Lecture rapide
- Aminata Garba a su saisir la chance que lui ont donnée ses parents de poursuivre ses études
- Elle étudie la manière dont les TIC peuvent aider à gérer plus efficacement l’agriculture et l’eau
- Pour elle, on doit bannir les clichés et laisser les filles choisir librement les études qui leur plaisent
Par: Julien Chongwang
Au nombre
des vingt lauréats de la deuxième édition du Next Einstein Forum (NEF), tenue
en mars 2018 à Kigali au Rwanda,
se trouvaient vingt femmes. Parmi elles, une seule était originaire d’Afrique
subsaharienne francophone, en l’occurrence Aminata Garba, du Niger.
Titulaire d’un diplôme d’ingénieur en génie électrique et informatique, et d’un
PhD en génie électrique, elle a un parcours atypique qui l’a conduite à faire
de la recherche et de l’enseignement, ainsi qu’à travailler dans les secteurs
public et privé.
Elle a notamment dirigé l’Autorité de régulation multisectorielle au Niger,
travaillé à Orange Niger, à l’Institut national de la recherche scientifique de
Montréal (Canada) et au Centre national de la recherche scientifique (France),
avant de rejoindre l’université Carnegie Mellon pour l’Afrique, à Kigali, où
elle enseigne actuellement.
Interrogée par SciDev.Net, Aminata Garba livre les
recettes de son modèle
de réussite scolaire, académique et professionnelle.
Vous avez été l’un des lauréats du NEF en mars 2018 à Kigali. Quels sont vos champs de recherche de prédilection ?
J’ai été lauréate du NEF, non pas sur la base d’un projet spécifique, mais pour
mes travaux en général, aussi bien dans l’enseignement que dans la recherche et
dans les autres secteurs. Les sujets de recherche qui m’intéressent le plus ont
trait à l’utilisation des TIC
dans l’agriculture,
dans la gestion de l’eau,
dans la gestion de l’énergie,
etc.
“De manière générale, pour les femmes et les jeunes filles qui veulent s’orienter vers les secteurs scientifiques et techniques, quelquefois dans nos pays, ce sont les opportunités qui manquent.”
Aminata Garba
Mon intérêt principal est de développer les secteurs clés de
nos économies, en utilisant les TIC. Un autre point sur lequel j’ai beaucoup
travaillé dernièrement consiste à mettre en place des politiques qui permettent
de développer les TIC en Afrique, en particulier dans les zones rurales. Voilà
les deux principaux domaines pour lesquels j’ai beaucoup d’intérêt pour le
moment.
Pouvez-vous citer un exemple de la façon dont les TIC peuvent servir dans l’agriculture et dans la gestion de l’eau ?
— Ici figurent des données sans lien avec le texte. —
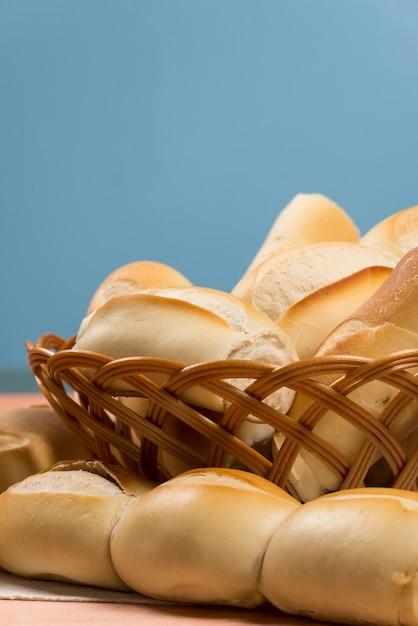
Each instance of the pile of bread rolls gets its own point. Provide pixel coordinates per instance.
(224, 535)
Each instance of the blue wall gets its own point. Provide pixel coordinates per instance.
(176, 130)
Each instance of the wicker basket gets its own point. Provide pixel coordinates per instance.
(113, 431)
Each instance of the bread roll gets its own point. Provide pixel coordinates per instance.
(387, 322)
(200, 537)
(309, 321)
(222, 327)
(134, 277)
(31, 439)
(56, 525)
(349, 557)
(308, 218)
(397, 232)
(286, 278)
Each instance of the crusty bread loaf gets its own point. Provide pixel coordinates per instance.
(200, 537)
(386, 323)
(31, 439)
(349, 557)
(57, 524)
(134, 277)
(222, 327)
(309, 321)
(308, 218)
(190, 325)
(397, 232)
(288, 277)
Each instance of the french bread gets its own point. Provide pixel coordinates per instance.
(386, 323)
(190, 325)
(31, 439)
(286, 278)
(56, 525)
(221, 327)
(200, 537)
(308, 218)
(309, 321)
(134, 277)
(348, 557)
(397, 232)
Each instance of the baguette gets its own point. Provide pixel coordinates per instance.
(56, 525)
(189, 325)
(134, 277)
(308, 218)
(397, 233)
(386, 323)
(200, 537)
(221, 327)
(309, 321)
(348, 557)
(286, 278)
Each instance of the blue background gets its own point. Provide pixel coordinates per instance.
(176, 130)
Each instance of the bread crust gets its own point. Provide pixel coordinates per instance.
(200, 537)
(286, 278)
(31, 439)
(134, 277)
(308, 218)
(56, 525)
(349, 557)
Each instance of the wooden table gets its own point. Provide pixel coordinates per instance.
(63, 613)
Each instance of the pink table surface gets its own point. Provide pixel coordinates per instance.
(46, 613)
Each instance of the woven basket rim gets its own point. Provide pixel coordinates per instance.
(58, 369)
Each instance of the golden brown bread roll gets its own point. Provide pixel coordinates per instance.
(200, 537)
(31, 439)
(308, 218)
(397, 232)
(56, 525)
(309, 321)
(349, 557)
(190, 325)
(134, 277)
(286, 278)
(220, 327)
(387, 322)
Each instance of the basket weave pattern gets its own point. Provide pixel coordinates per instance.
(113, 431)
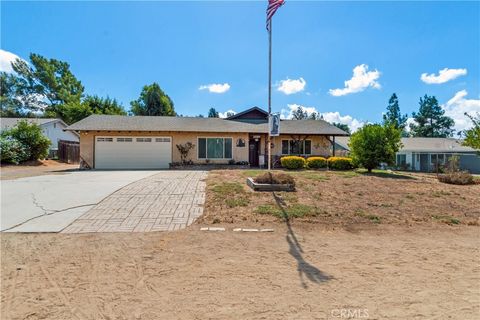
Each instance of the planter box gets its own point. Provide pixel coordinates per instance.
(269, 187)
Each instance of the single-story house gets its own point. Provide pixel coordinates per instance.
(53, 129)
(426, 154)
(150, 142)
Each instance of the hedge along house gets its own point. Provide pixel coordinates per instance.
(143, 142)
(428, 154)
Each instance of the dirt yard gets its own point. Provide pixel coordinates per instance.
(345, 199)
(37, 168)
(302, 272)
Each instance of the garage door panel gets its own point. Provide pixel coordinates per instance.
(132, 152)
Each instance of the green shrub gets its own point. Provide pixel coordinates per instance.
(340, 163)
(12, 151)
(275, 178)
(30, 136)
(459, 177)
(316, 162)
(292, 162)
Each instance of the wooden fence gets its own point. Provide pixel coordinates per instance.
(69, 151)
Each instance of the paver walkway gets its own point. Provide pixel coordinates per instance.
(170, 200)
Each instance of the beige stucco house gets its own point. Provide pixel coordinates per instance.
(141, 142)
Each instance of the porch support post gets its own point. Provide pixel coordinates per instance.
(333, 145)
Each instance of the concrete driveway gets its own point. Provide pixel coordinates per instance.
(49, 203)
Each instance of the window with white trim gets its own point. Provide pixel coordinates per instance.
(105, 139)
(214, 148)
(296, 146)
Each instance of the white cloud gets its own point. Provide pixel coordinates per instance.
(444, 75)
(215, 87)
(331, 117)
(226, 114)
(291, 86)
(6, 59)
(361, 80)
(456, 107)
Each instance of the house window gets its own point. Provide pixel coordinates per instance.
(296, 146)
(214, 148)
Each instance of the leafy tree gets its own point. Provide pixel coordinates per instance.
(374, 144)
(431, 121)
(342, 126)
(212, 113)
(12, 104)
(47, 85)
(393, 115)
(300, 114)
(31, 137)
(153, 101)
(472, 135)
(99, 105)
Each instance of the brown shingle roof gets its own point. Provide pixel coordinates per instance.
(190, 124)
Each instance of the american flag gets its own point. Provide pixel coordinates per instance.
(273, 5)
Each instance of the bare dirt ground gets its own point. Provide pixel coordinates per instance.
(301, 272)
(9, 172)
(345, 199)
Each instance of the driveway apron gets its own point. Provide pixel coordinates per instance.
(167, 201)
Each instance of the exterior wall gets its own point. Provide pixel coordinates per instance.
(320, 145)
(87, 144)
(54, 132)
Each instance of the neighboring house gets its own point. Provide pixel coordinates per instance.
(53, 129)
(426, 154)
(142, 142)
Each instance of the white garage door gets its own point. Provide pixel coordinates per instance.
(132, 152)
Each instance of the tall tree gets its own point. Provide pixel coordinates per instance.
(430, 121)
(153, 102)
(342, 126)
(394, 116)
(46, 85)
(472, 135)
(373, 144)
(300, 114)
(98, 105)
(212, 113)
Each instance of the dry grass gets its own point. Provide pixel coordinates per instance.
(342, 198)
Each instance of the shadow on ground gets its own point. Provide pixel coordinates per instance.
(305, 269)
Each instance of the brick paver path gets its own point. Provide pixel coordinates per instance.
(170, 200)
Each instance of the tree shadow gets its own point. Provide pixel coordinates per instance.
(305, 269)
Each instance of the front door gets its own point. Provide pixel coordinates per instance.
(253, 150)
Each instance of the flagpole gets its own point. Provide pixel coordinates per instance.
(269, 91)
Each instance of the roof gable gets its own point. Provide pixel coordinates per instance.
(253, 115)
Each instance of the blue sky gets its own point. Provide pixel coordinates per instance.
(115, 48)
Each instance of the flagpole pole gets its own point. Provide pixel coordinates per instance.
(269, 91)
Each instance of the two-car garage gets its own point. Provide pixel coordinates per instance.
(132, 152)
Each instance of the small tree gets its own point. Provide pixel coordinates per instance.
(342, 126)
(430, 121)
(31, 137)
(472, 135)
(184, 149)
(374, 144)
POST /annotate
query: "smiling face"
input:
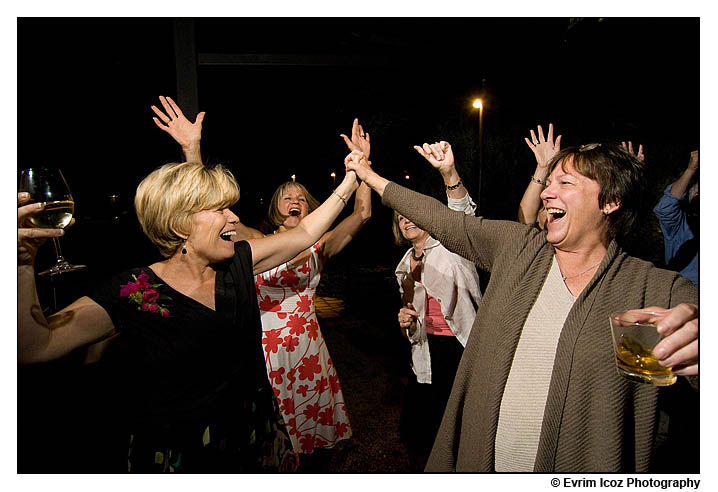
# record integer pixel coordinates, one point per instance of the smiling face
(211, 235)
(410, 231)
(575, 220)
(293, 203)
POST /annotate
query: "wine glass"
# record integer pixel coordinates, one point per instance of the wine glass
(49, 186)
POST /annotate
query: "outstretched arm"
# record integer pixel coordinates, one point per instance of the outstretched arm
(185, 133)
(335, 240)
(188, 136)
(273, 250)
(42, 339)
(544, 149)
(441, 157)
(681, 185)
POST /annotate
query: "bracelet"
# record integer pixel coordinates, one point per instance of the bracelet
(340, 197)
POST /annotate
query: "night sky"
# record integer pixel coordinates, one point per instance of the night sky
(85, 87)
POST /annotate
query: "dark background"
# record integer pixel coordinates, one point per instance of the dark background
(85, 87)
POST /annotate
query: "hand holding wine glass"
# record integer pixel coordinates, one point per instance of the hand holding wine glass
(48, 188)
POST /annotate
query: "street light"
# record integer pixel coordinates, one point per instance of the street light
(479, 104)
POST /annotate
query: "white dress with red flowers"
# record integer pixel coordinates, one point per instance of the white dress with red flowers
(300, 369)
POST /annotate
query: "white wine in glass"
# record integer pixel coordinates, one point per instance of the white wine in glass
(49, 186)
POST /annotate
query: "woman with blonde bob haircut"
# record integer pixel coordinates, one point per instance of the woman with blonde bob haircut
(293, 342)
(193, 394)
(167, 198)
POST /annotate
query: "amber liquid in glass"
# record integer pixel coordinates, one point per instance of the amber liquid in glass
(638, 363)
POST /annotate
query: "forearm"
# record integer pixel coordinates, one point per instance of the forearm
(681, 185)
(530, 203)
(33, 331)
(192, 152)
(319, 221)
(244, 232)
(41, 339)
(274, 250)
(531, 200)
(362, 203)
(451, 179)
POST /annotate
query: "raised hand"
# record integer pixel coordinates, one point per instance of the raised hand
(359, 141)
(29, 238)
(543, 148)
(439, 155)
(693, 161)
(174, 122)
(355, 161)
(629, 149)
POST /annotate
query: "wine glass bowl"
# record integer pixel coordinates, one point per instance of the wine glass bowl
(48, 186)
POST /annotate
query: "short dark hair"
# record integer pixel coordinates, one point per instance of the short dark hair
(620, 175)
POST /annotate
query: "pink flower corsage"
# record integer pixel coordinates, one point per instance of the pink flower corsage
(145, 295)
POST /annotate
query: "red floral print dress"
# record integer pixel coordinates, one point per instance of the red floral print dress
(300, 369)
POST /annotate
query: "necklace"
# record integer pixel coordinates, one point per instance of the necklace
(564, 278)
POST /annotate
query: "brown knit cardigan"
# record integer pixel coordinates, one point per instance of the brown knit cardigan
(594, 419)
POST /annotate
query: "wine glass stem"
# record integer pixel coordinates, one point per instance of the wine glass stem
(58, 250)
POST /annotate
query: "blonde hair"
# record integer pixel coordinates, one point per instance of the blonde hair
(167, 198)
(275, 216)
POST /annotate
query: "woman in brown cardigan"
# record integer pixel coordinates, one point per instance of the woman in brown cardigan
(537, 388)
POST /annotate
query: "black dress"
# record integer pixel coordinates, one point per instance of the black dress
(189, 384)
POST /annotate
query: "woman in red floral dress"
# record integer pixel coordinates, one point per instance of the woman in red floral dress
(299, 366)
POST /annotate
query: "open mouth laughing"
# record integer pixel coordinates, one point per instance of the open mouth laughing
(227, 236)
(555, 213)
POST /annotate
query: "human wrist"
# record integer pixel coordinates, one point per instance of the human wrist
(450, 177)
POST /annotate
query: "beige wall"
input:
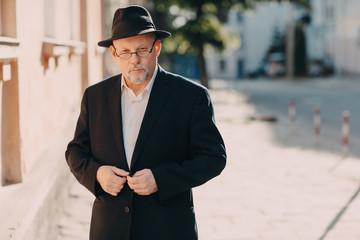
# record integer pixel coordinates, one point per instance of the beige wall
(50, 70)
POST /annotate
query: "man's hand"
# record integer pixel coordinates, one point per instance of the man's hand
(143, 182)
(111, 179)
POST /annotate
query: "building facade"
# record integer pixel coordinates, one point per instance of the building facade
(256, 29)
(48, 56)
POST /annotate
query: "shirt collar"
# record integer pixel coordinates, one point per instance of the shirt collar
(148, 86)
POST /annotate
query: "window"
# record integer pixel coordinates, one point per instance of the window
(7, 18)
(49, 11)
(0, 19)
(9, 96)
(222, 65)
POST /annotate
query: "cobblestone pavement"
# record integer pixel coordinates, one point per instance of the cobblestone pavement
(266, 192)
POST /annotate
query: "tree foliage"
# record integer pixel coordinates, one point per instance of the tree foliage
(196, 24)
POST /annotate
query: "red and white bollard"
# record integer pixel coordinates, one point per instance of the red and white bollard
(292, 115)
(247, 96)
(345, 133)
(317, 124)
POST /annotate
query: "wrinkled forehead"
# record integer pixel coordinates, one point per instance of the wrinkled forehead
(136, 41)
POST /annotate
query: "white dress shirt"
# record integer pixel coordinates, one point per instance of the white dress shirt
(133, 110)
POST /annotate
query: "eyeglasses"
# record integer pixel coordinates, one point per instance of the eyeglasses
(141, 53)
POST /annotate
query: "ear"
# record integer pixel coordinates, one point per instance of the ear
(157, 47)
(112, 51)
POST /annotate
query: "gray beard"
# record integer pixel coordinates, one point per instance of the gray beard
(138, 79)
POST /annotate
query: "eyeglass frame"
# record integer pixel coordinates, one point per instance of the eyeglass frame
(136, 52)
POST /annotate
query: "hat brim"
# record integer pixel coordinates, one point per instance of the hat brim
(160, 34)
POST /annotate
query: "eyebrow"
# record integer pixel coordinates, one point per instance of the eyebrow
(140, 47)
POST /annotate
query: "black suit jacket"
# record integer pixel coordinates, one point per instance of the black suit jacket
(178, 141)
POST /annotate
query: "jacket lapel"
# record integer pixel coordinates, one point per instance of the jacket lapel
(116, 120)
(159, 93)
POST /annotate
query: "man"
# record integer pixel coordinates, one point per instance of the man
(143, 140)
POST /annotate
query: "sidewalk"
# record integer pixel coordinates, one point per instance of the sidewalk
(266, 192)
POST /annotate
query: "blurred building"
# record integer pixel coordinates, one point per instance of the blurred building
(256, 29)
(334, 35)
(48, 56)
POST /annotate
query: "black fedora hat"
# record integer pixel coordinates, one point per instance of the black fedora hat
(132, 21)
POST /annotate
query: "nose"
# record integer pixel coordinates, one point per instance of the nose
(135, 58)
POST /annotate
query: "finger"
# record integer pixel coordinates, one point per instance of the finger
(120, 172)
(139, 173)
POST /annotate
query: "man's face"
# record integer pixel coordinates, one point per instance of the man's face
(136, 69)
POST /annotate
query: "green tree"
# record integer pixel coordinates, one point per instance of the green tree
(196, 24)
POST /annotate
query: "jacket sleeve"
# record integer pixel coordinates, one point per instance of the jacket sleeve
(79, 155)
(207, 154)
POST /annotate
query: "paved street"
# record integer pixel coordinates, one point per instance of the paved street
(332, 96)
(267, 191)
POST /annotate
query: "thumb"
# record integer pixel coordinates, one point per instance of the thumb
(120, 172)
(139, 173)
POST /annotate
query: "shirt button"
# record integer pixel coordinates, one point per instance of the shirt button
(127, 209)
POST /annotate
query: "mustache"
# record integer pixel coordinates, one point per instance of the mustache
(132, 67)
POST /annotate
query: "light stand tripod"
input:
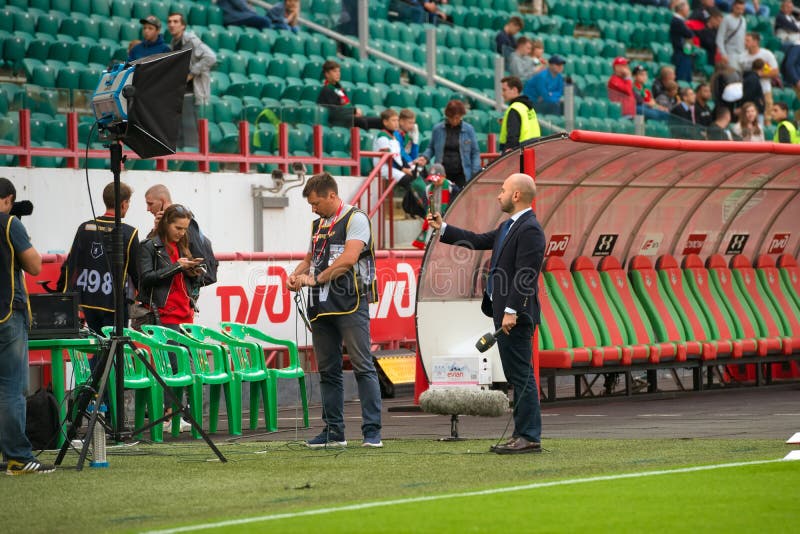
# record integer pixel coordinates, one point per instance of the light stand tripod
(113, 353)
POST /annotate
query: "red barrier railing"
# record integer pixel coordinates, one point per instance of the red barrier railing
(74, 152)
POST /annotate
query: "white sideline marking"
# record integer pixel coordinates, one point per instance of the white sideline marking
(409, 500)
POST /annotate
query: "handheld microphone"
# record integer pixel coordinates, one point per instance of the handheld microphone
(23, 207)
(488, 340)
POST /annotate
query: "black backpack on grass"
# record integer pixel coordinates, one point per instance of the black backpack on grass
(42, 420)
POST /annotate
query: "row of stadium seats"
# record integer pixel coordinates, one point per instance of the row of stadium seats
(604, 317)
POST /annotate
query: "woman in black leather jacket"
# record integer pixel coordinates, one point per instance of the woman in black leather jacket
(167, 271)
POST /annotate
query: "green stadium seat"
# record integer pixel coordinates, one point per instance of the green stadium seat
(100, 53)
(288, 44)
(79, 52)
(359, 73)
(130, 31)
(254, 42)
(214, 15)
(24, 22)
(197, 15)
(400, 98)
(89, 79)
(48, 23)
(122, 8)
(43, 76)
(273, 88)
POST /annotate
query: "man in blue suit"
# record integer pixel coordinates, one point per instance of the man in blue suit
(511, 299)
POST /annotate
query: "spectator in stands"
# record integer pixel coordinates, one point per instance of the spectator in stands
(519, 121)
(705, 31)
(730, 36)
(284, 15)
(751, 89)
(440, 192)
(537, 53)
(718, 131)
(645, 103)
(702, 111)
(787, 30)
(681, 38)
(683, 120)
(89, 259)
(341, 112)
(521, 62)
(725, 75)
(769, 73)
(16, 255)
(669, 98)
(505, 40)
(546, 89)
(238, 13)
(620, 87)
(747, 127)
(665, 74)
(386, 141)
(198, 81)
(751, 8)
(702, 10)
(454, 145)
(152, 41)
(787, 130)
(418, 11)
(408, 137)
(791, 68)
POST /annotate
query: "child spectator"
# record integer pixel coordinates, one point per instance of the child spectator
(440, 191)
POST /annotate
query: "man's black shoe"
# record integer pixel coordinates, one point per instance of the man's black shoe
(518, 446)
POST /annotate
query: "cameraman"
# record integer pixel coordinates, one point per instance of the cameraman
(16, 255)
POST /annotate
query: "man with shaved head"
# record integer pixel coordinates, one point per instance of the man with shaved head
(511, 299)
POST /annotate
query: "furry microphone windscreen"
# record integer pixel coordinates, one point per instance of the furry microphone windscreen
(464, 401)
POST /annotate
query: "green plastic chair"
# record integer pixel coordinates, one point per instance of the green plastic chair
(210, 367)
(177, 379)
(148, 395)
(292, 371)
(246, 362)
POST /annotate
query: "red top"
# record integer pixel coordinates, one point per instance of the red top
(621, 90)
(177, 309)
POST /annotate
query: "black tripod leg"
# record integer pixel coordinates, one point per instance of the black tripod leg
(182, 408)
(98, 385)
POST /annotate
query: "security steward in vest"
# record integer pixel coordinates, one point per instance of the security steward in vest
(16, 255)
(89, 270)
(787, 130)
(519, 121)
(339, 269)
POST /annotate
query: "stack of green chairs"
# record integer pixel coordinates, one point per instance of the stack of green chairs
(210, 366)
(243, 332)
(246, 362)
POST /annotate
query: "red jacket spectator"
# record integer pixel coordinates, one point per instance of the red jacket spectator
(620, 87)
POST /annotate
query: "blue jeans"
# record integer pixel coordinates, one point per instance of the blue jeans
(14, 443)
(329, 334)
(515, 355)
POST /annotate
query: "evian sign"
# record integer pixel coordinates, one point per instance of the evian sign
(778, 243)
(557, 245)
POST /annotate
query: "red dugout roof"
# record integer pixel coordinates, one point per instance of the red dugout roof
(624, 195)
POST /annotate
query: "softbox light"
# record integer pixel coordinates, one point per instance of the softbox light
(140, 103)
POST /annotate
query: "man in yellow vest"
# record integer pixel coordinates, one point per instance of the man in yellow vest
(519, 121)
(787, 130)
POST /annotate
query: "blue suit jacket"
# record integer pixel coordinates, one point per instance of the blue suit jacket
(517, 261)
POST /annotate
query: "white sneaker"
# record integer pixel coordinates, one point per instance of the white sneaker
(186, 426)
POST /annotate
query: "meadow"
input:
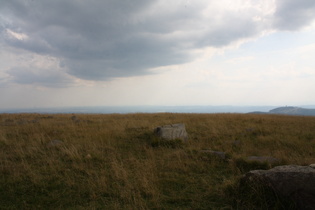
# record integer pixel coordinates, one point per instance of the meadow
(114, 161)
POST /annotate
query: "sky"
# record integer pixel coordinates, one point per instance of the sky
(156, 52)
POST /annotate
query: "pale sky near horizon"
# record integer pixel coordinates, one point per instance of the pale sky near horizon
(156, 52)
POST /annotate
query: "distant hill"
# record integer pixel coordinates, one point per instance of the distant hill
(290, 110)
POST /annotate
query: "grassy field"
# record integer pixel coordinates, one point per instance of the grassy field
(114, 161)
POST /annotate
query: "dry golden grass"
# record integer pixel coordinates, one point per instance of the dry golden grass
(108, 161)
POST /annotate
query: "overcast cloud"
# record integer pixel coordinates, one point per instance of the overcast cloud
(99, 40)
(56, 43)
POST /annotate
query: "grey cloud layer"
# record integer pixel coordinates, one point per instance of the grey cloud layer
(99, 40)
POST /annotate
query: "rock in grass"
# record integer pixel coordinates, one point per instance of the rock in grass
(295, 183)
(262, 159)
(172, 132)
(54, 143)
(218, 154)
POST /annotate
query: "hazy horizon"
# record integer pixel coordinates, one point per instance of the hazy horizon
(146, 109)
(71, 53)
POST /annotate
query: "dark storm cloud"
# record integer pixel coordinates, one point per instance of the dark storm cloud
(42, 77)
(99, 40)
(294, 14)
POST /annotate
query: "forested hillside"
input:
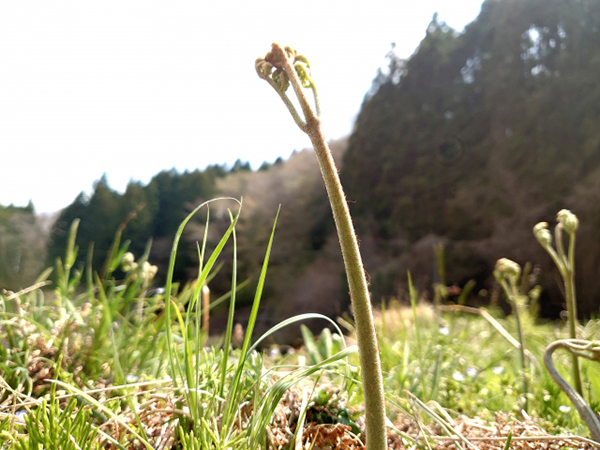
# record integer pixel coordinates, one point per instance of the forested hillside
(469, 143)
(476, 138)
(22, 246)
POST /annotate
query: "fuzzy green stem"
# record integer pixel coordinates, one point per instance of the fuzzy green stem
(572, 310)
(512, 294)
(359, 293)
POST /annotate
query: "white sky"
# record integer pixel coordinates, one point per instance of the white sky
(134, 87)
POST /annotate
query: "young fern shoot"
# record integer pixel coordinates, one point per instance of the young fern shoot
(282, 68)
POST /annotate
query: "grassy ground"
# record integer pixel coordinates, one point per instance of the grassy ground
(97, 362)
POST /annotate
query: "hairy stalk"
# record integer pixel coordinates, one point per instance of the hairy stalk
(572, 307)
(568, 222)
(576, 347)
(290, 69)
(507, 273)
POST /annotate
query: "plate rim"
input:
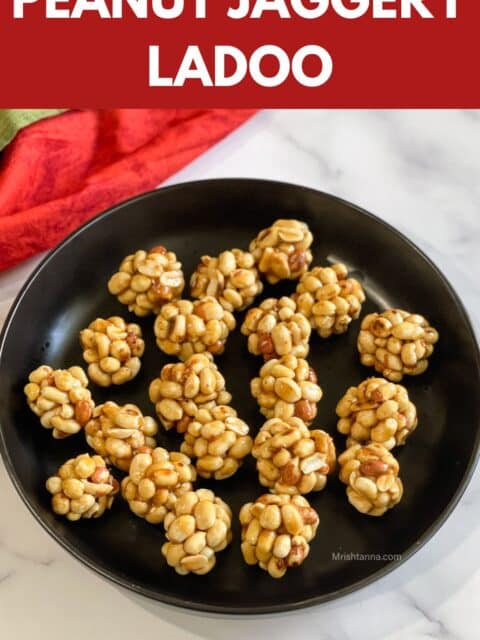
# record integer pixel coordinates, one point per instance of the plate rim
(183, 602)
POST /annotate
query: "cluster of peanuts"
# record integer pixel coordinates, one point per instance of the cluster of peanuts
(276, 531)
(146, 280)
(112, 348)
(282, 251)
(329, 299)
(376, 411)
(117, 433)
(186, 387)
(231, 278)
(286, 388)
(155, 481)
(83, 487)
(190, 397)
(183, 328)
(276, 328)
(60, 399)
(291, 458)
(219, 441)
(371, 475)
(396, 343)
(197, 528)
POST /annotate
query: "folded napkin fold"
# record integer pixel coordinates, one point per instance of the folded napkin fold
(60, 172)
(14, 120)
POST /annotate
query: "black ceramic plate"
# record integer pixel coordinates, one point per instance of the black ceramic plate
(69, 289)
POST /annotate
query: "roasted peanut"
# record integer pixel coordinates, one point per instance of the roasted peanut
(156, 480)
(376, 411)
(371, 475)
(117, 433)
(147, 280)
(276, 329)
(329, 299)
(276, 531)
(291, 459)
(231, 278)
(284, 389)
(112, 348)
(60, 399)
(198, 527)
(82, 488)
(184, 388)
(184, 328)
(396, 343)
(219, 440)
(283, 250)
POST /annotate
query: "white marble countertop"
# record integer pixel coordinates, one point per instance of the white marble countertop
(420, 172)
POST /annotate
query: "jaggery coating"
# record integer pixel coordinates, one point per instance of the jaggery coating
(197, 528)
(183, 327)
(275, 328)
(287, 387)
(118, 432)
(146, 280)
(83, 487)
(231, 277)
(376, 411)
(219, 442)
(396, 343)
(371, 475)
(329, 299)
(292, 458)
(184, 388)
(112, 348)
(60, 398)
(282, 251)
(156, 479)
(276, 532)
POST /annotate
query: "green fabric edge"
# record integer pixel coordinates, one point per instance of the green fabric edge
(14, 120)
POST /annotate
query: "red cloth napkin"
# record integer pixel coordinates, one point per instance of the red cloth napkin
(62, 171)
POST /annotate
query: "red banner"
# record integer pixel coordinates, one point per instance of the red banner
(243, 53)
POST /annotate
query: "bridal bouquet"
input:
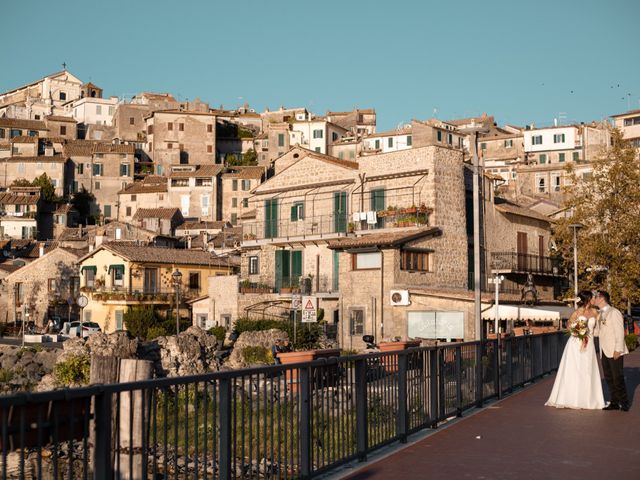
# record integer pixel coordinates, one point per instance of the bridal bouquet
(580, 330)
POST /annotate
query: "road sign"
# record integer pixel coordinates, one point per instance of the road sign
(309, 309)
(296, 302)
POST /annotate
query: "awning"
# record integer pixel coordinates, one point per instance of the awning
(517, 312)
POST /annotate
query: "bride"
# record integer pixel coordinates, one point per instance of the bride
(578, 383)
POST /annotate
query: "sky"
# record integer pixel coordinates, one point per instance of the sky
(523, 62)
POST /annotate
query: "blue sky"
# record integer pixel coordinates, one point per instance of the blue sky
(523, 62)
Un exemple concret est l’agriculture de précision. Par exemple, on sait que le Niger
est un pays aride et semi-aride. Il ne pleut pas assez. Alors, pour que
l’agriculture puisse se développer et pour qu’on puisse subvenir aux besoins de
la population et même plus, il faut que l’agriculture cesse d’être archaïque.
Pas seulement qu’elle soit mécanisée, mais il faut qu’on crée des techniques
d’irrigation. Un projet qui m’intéresse particulièrement consisterait à créer
un système d’irrigation susceptible de prendre des informations du sol, pour
déclencher l’utilisation de l’eau. Ainsi, on va économiser l’eau pour
n’utiliser que la quantité qui est nécessaire pour cette irrigation.
Comment ?
En utilisant des capteurs ou détecteurs dans le champ. Ce
capteur va prendre les données
relatives au sol et les envoyer au niveau d’un serveur qui, alors, pourrait
déclencher l’irrigation. Cela permet de développer l’agriculture avec plusieurs
avantages. Premièrement, on n’utilise pas beaucoup d’eau ; deuxièmement, on
utilise juste la quantité d’eau nécessaire ; troisièmement, on agit en fonction
des caractéristiques du sol. On peut ainsi choisir aussi le type de plantes à
cultiver. C’est un exemple d’utilisation des TIC pour le développement de
l’agriculture ; mais il y en a plein d’autres.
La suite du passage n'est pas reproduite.